# Classification d'image vue de face de veaux avec Unet

## Import des dependances

In [1]:
from sklearn.model_selection import train_test_split
import pandas as pd
import matplotlib.pyplot as plt
from PIL import Image
from torch.utils.data import Dataset
from transformers import Trainer, TrainingArguments
import torch
import torch.nn as nn
import torchvision.models.segmentation as segmentation
from torchvision.transforms import v2
from torchvision.io import read_image
import numpy as np
import cv2
import os
import sys
import torch.optim as optim
from torch.utils.data import DataLoader
from sklearn.metrics import accuracy_score, recall_score, f1_score, classification_report
from tqdm import tqdm
import random
from PIL import Image as PilImage
from omnixai.data.image import Image
from omnixai.explainers.vision import LimeImage, VisionExplainer
from omnixai.preprocessing.image import Resize
from efficientnet_pytorch import EfficientNet
from torchsampler import ImbalancedDatasetSampler
from IPython.display import clear_output
import timm
import torchvision.models as models
import torch.nn.functional as F

# Local dep
project_dir = '/data/konrad/workspace'
sys.path.insert(0, project_dir)

from helpers.helpers import get_indices, load_face_data, load_local_model
from helpers.datasets import CalfCenterFaceDataset
from helpers.interp import GradCam, generate_cam, display_predicted_cam
from helpers.trainers import train_model, validate_model, plot_metrics

device = torch.device("cuda" if torch.cuda.is_available() else "cpu")
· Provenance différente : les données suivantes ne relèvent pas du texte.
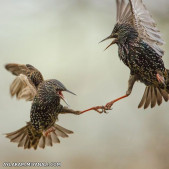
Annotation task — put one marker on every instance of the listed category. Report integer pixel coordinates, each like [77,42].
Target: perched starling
[138,41]
[41,130]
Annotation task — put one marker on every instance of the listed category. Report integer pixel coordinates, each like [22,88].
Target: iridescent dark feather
[139,42]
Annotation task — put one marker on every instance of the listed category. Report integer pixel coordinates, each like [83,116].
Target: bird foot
[109,105]
[48,131]
[160,78]
[99,109]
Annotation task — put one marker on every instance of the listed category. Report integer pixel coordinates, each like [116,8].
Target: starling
[139,40]
[45,95]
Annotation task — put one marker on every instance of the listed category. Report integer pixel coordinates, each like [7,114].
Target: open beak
[110,37]
[70,92]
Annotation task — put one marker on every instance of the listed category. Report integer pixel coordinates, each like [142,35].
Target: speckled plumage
[41,129]
[138,40]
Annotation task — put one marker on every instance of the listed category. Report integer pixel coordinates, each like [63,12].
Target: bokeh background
[60,38]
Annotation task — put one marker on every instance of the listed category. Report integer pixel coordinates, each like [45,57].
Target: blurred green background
[60,38]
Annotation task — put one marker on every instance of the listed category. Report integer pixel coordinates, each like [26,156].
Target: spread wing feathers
[25,84]
[136,14]
[53,136]
[124,14]
[22,88]
[153,95]
[23,138]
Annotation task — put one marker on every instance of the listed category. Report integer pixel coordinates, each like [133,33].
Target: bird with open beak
[138,40]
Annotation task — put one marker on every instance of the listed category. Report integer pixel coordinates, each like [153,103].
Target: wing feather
[136,14]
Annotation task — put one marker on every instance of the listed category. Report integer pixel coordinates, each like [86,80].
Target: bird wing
[25,84]
[136,14]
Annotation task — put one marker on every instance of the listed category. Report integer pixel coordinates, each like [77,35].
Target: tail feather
[153,95]
[28,137]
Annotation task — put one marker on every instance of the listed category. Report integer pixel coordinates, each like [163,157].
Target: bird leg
[67,110]
[103,109]
[131,81]
[48,131]
[71,111]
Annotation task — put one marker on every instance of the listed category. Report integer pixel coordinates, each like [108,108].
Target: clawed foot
[109,105]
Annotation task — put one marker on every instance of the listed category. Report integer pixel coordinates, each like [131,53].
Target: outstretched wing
[136,14]
[25,84]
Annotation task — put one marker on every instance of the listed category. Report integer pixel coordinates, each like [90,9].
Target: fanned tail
[28,137]
[152,96]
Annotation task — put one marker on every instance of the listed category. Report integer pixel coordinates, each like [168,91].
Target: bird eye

2024-08-27 16:37:00.573954: E external/local_xla/xla/stream_executor/cuda/cuda_fft.cc:485] Unable to register cuFFT factory: Attempting to register factory for plugin cuFFT when one has already been registered
2024-08-27 16:37:00.584840: E external/local_xla/xla/stream_executor/cuda/cuda_dnn.cc:8454] Unable to register cuDNN factory: Attempting to register factory for plugin cuDNN when one has already been registered
2024-08-27 16:37:00.588159: E external/local_xla/xla/stream_executor/cuda/cuda_blas.cc:1452] Unable to register cuBLAS factory: Attempting to register factory for plugin cuBLAS when one has already been registered
2024-08-27 16:37:00.597361: I tensorflow/core/platform/cpu_feature_guard.cc:210] This TensorFlow binary is optimized to use available CPU instructions in performance-critical operations.
To enable the following instructions: AVX2 FMA, in other operations, rebuild TensorFlow with the appropriate compiler flags.


## Classes et utilitaires

In [2]:
# Custom Video Dataset Class
class CalfVideoDataset(Dataset):
    def __init__(self, video_df, images_df, use_face=False, max_frames=5, bbox_size = 800, transform = None):
        self.video_df = video_df.reset_index(drop=True)
        self.images_df = images_df
        self.images_df["id"] = images_df.index
        self.max_frames = max_frames
        self.bbox_size = bbox_size
        self.transform = transform
        self.use_face = use_face

        self.labels = self.video_df["target"]
        
        label_to_count = self.labels.value_counts()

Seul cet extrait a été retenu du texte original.